Another CEO who I have heard speak, Rob Murray, chief executive of Lion Nathan National Foods, said the most important role of the CEO was to improve the culture of the organisation via both his attitude (CEO being the leader of leaders) and by his actions. I tend to side with Murray, but I would add one caveat.  Yes, the CEO defines the culture and sets the rules, but the CEO is also the one person that can break them.

What happens in any organisation is the unforseen circumstance where the rules need to be broken.  You cannot have just anyone in the organisation breaking the rules because the result would be corporate anarchy.  But you need to have one person anointed as the rule-breaker, and that must be the CEO.

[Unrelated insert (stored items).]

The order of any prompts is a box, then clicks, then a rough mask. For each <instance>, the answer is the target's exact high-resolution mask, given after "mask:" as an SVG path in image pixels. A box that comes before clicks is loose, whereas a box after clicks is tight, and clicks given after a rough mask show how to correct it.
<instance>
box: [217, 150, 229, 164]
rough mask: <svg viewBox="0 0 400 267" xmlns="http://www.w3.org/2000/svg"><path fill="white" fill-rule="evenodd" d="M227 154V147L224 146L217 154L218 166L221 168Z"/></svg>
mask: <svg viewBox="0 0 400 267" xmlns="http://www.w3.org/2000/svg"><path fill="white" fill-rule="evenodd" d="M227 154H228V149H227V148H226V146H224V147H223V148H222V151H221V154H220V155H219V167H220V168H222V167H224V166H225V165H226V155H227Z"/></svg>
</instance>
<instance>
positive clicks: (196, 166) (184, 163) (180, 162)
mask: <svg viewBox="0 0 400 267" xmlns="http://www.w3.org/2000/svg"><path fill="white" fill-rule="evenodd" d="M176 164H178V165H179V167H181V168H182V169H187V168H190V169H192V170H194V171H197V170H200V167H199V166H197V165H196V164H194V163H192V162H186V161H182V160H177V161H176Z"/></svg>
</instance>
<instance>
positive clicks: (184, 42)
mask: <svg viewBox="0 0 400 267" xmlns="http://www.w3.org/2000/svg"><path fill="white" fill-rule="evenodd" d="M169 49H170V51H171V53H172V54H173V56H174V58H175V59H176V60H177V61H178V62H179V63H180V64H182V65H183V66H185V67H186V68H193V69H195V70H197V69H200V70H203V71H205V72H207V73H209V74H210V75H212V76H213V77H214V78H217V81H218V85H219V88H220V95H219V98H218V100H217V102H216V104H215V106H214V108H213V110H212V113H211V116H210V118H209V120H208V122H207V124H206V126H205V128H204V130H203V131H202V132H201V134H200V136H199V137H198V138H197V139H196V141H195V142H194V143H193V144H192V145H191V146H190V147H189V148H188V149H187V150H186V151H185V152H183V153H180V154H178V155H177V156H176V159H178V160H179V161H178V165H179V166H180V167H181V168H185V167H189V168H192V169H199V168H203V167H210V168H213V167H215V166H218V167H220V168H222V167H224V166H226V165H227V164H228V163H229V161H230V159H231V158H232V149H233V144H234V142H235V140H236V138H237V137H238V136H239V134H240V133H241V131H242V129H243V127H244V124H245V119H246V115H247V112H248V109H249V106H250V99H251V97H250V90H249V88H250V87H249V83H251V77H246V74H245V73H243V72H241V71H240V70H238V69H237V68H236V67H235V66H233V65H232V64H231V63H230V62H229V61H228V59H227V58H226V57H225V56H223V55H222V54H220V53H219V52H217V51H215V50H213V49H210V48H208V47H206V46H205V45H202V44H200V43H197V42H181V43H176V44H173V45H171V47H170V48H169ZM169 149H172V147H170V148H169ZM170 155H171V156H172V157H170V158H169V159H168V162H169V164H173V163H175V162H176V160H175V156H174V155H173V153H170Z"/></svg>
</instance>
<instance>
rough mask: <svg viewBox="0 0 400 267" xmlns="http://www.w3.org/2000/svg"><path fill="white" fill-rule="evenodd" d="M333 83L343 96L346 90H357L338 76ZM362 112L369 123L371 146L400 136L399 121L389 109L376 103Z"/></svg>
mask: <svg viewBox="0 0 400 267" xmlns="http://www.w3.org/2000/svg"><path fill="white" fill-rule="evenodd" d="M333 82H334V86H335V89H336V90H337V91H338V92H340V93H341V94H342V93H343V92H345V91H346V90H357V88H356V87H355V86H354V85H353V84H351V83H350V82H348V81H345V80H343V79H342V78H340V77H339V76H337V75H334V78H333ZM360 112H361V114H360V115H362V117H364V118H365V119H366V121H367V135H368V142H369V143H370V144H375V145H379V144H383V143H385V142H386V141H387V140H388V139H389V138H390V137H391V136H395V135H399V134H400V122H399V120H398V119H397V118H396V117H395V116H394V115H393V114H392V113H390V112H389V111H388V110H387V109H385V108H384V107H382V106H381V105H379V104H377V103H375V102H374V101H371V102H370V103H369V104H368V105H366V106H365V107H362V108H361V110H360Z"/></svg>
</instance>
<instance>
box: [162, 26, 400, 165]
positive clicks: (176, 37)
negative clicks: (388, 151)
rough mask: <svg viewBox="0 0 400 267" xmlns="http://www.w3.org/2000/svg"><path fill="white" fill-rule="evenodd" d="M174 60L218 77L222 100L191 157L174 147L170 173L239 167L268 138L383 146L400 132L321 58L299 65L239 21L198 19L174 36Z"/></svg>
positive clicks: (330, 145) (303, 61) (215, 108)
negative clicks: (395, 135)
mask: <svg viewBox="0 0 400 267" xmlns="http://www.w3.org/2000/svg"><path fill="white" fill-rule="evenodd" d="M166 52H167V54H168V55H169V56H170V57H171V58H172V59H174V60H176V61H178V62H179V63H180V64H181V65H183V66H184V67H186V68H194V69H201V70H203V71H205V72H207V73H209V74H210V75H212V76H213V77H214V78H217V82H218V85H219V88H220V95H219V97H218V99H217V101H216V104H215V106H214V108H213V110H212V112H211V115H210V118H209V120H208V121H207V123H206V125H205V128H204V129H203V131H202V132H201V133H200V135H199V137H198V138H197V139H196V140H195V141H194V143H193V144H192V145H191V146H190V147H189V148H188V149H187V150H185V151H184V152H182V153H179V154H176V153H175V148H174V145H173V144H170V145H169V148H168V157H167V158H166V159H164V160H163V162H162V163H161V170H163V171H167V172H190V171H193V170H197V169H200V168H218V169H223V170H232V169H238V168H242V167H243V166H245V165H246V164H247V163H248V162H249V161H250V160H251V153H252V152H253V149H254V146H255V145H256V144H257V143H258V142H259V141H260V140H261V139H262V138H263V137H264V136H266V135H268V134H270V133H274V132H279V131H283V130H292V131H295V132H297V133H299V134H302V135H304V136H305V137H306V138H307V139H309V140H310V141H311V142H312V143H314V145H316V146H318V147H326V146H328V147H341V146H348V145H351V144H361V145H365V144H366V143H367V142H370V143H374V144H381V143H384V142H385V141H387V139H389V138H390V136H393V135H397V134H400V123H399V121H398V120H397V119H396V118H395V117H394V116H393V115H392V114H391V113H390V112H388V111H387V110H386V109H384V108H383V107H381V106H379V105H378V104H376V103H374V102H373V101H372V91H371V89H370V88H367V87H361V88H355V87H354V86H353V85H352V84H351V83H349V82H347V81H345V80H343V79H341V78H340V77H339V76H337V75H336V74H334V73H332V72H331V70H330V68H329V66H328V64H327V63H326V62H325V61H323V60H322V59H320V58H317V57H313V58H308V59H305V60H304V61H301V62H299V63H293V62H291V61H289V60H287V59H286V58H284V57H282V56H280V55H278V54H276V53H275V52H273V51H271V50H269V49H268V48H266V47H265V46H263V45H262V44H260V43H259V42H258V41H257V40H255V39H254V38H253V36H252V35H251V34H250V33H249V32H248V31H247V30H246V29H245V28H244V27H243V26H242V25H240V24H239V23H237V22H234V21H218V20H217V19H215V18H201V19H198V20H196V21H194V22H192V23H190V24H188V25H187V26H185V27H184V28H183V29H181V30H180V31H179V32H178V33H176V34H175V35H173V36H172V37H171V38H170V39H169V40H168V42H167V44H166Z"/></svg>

My favourite example of this process in action in is the executive pardon for the crime of murder –the forgiveness of a crime and cancellation of the penalty for it – a power that is typically held by the highest political leader of a country. Each case needs to be judged on its merits. However, for the process to work you can only have one person with the right to commute a sentence. And that is the process that most successful governments have chosen.